On a less intense scale, if you died and could suddenly watch anybody in the flesh, you would quickly pick up huge amounts of embarrassing data through simple observation. In the case of my protagonist, he quickly learned shocking truths about the wife he left behind as preparation for becoming one of her spirit guides.
This creates an opportunity to explore what true transparency is like, something pretty unheard of here. (Imagine knowing what all of our elected leaders are really thinking!) Here, we can hide and always have the element of surprise. There, thoughts are open for scrutiny. If you want to see how interesting this plays out, just try imagining (writing works best for me) what it would be like to do anything in an environment where there was no such thing as mental privacy. Many religions teach that God knows everything, but I don’t know if we ever consider that somewhere life could be like that for us, too.
THE BIG PICTURE
My version of heaven does not portray it as a final destination. It, too, is a school, and once there we can choose different paths (or worlds) to explore. The “afterlife” becomes more of a “next life” because other options continue after that. That in turn means that Earth life could be an “afterlife” from some previous yet unremembered existence, not only of past lives on Earth but lives from other worlds.
Opening up the paradigm of the nature of life and death dramatically changes how spirits in heaven see events on Earth. Their perspective makes this book fun, and it also helps me as a human to view life on this planet from a different perspective. For example, spirits would see human pregnancy from an entirely different viewpoint. They would know the soul purpose or karma driving the embryo’s existence. I marvel at what life on Earth would be like if we had information like this for every baby that was born.
I like how this “reality” colors various social issues people face. For instance, same-sex marriage. Wouldn’t it make a huge difference to know that this was planned in advance for spiritual-learning purposes?

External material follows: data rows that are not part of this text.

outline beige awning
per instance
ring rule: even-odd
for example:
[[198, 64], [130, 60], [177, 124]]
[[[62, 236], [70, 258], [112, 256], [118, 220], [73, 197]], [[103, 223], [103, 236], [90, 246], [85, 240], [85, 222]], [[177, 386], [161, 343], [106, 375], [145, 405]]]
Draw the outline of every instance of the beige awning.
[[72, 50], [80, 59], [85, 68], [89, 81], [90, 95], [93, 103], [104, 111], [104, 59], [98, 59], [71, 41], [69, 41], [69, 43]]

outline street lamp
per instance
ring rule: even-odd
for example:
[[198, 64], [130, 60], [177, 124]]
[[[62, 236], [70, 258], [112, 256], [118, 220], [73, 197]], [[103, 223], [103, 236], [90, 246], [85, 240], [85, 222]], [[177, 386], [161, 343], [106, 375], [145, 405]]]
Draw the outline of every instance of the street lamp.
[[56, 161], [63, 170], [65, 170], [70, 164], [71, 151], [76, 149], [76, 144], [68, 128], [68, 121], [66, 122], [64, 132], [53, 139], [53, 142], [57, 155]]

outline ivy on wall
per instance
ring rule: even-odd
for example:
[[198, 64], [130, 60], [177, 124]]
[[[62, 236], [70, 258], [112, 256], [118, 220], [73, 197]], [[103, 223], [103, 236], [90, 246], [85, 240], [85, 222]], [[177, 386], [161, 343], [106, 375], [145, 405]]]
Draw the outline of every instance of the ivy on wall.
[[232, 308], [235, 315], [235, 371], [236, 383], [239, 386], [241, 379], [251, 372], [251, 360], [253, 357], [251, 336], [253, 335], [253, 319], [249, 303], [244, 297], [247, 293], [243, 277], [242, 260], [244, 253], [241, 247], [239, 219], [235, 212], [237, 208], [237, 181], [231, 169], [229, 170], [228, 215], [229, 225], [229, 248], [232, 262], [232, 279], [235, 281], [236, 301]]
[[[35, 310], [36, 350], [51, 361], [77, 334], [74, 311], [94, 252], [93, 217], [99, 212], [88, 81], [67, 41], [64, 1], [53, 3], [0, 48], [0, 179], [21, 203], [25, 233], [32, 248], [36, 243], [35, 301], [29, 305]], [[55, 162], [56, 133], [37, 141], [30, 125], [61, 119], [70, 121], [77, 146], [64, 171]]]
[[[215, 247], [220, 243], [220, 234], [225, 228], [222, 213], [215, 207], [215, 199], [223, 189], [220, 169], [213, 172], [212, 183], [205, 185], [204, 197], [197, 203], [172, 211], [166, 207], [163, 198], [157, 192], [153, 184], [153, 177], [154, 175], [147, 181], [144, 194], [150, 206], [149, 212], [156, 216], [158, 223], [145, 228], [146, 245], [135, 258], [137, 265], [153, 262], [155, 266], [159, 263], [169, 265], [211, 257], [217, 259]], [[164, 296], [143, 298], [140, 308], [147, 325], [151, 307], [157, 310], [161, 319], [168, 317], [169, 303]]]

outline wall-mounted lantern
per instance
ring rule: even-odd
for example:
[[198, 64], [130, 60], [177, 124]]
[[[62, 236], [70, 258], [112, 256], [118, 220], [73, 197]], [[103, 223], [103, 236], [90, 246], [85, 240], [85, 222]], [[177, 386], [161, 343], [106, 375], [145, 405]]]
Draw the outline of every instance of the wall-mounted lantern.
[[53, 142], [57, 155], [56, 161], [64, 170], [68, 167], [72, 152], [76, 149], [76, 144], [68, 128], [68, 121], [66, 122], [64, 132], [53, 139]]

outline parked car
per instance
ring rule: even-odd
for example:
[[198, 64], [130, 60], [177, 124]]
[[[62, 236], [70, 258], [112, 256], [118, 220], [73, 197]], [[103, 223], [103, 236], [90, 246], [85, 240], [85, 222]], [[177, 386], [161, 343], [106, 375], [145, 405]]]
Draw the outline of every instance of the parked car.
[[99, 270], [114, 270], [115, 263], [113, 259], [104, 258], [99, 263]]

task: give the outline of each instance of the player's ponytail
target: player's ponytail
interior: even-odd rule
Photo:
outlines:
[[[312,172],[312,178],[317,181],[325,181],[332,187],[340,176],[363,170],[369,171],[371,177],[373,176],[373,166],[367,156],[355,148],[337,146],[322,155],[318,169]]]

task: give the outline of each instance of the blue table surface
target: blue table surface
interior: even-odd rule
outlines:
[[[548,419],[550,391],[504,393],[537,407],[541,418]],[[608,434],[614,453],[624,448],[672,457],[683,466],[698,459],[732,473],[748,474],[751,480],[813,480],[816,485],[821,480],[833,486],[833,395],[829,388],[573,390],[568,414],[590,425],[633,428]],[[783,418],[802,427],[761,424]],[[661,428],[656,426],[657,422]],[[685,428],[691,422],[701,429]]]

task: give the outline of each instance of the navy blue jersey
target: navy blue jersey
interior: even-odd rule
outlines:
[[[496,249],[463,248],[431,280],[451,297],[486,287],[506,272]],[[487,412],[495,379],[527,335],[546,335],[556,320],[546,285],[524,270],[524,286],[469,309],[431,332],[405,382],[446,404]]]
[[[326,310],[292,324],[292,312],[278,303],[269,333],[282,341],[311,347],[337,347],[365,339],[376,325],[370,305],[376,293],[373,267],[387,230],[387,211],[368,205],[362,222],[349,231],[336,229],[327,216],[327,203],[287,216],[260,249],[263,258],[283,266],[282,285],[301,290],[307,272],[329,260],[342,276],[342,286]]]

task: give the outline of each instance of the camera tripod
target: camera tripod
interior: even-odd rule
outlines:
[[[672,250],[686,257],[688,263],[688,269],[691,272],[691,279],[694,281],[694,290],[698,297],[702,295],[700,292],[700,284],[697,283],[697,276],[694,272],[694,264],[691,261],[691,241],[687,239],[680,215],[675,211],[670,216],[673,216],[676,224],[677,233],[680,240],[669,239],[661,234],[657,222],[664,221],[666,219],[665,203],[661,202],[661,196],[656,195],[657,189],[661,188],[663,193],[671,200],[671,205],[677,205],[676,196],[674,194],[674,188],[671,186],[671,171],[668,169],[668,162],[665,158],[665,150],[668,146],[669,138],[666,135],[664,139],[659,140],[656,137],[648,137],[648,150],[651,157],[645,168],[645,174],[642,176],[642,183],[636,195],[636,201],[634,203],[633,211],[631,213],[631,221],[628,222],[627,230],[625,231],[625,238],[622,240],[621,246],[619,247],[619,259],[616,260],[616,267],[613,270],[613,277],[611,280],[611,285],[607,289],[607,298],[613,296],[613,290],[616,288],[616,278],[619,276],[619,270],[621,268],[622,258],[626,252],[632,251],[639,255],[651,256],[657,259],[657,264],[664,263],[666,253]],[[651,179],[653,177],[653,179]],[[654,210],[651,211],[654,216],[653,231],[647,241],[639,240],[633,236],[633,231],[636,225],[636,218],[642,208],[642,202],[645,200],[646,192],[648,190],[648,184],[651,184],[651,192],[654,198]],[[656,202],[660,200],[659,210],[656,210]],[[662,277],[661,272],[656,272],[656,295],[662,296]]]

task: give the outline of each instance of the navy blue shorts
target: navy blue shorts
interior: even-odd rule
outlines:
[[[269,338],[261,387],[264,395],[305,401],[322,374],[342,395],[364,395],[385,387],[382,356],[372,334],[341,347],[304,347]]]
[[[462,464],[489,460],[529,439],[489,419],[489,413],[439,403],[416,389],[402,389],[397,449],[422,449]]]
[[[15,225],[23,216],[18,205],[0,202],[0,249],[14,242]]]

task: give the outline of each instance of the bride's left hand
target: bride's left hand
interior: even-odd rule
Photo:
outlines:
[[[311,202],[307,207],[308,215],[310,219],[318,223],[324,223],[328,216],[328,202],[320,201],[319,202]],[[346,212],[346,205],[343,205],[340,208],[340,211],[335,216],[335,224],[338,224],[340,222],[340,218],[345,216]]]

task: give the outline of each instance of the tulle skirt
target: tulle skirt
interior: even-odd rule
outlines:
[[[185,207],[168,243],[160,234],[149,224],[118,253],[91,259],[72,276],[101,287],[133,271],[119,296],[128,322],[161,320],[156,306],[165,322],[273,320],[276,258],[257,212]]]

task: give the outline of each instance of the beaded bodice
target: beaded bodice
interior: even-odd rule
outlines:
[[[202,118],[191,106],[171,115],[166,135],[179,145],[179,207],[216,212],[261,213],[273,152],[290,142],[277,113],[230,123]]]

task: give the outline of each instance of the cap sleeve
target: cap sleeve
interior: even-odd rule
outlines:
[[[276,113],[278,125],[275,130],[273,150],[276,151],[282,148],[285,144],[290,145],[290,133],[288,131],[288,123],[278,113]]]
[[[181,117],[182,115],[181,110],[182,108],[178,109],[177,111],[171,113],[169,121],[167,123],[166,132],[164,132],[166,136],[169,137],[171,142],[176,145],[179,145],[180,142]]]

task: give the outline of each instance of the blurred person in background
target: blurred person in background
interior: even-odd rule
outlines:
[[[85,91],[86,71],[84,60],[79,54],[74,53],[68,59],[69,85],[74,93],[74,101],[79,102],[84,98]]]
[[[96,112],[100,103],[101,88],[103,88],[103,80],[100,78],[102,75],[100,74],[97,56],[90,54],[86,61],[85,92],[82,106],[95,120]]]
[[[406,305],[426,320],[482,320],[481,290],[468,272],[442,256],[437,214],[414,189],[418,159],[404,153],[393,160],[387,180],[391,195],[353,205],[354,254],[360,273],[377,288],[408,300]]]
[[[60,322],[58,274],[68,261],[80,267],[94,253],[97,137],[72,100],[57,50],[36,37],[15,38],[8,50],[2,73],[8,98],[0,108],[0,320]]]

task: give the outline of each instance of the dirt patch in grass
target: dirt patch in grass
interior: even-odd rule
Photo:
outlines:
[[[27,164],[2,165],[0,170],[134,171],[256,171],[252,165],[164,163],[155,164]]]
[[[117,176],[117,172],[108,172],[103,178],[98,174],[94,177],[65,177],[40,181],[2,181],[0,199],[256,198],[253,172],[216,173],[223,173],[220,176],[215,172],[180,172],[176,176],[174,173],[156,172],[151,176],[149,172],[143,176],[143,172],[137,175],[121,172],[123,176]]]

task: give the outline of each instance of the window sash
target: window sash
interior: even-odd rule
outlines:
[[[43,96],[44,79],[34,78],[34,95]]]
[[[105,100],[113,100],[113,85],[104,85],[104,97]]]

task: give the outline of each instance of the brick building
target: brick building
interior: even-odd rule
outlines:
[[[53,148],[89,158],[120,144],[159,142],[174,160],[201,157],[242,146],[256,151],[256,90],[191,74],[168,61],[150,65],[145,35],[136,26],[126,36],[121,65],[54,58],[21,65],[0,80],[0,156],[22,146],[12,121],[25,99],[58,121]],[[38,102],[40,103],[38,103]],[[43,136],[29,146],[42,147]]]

And it’s made even more ironic to think that one of the main adversaries for gay people in many cases is organized religion.
What we do for a living could be more profound if we viewed it through the filter of soul survival and personal accountability. For example, my protagonist was in Earth terms a highly successful advertising copywriter. He made a fortune and got prestige. In heaven he was faced with confronting the karmic consequences of his career choice of becoming a paid professional liar.
Although it might sound like it, the afterlife that I have created is not about punishment. Nor is it about reward. It is a picture of a place where people arrive and simply have more access to truth. It’s something like a post-final exam debriefing where professors discuss the test of life and explain the questions. The exam is supposed to answer the ultimate question, “Did you achieve the purpose for which you were born?”
Of course, I wonder if my view of heaven is just an elaborate daydream, even though it was based a great deal on what others have written. So for me the next intriguing question is did I cook this up from scratch or am I channeling what it’s really like there?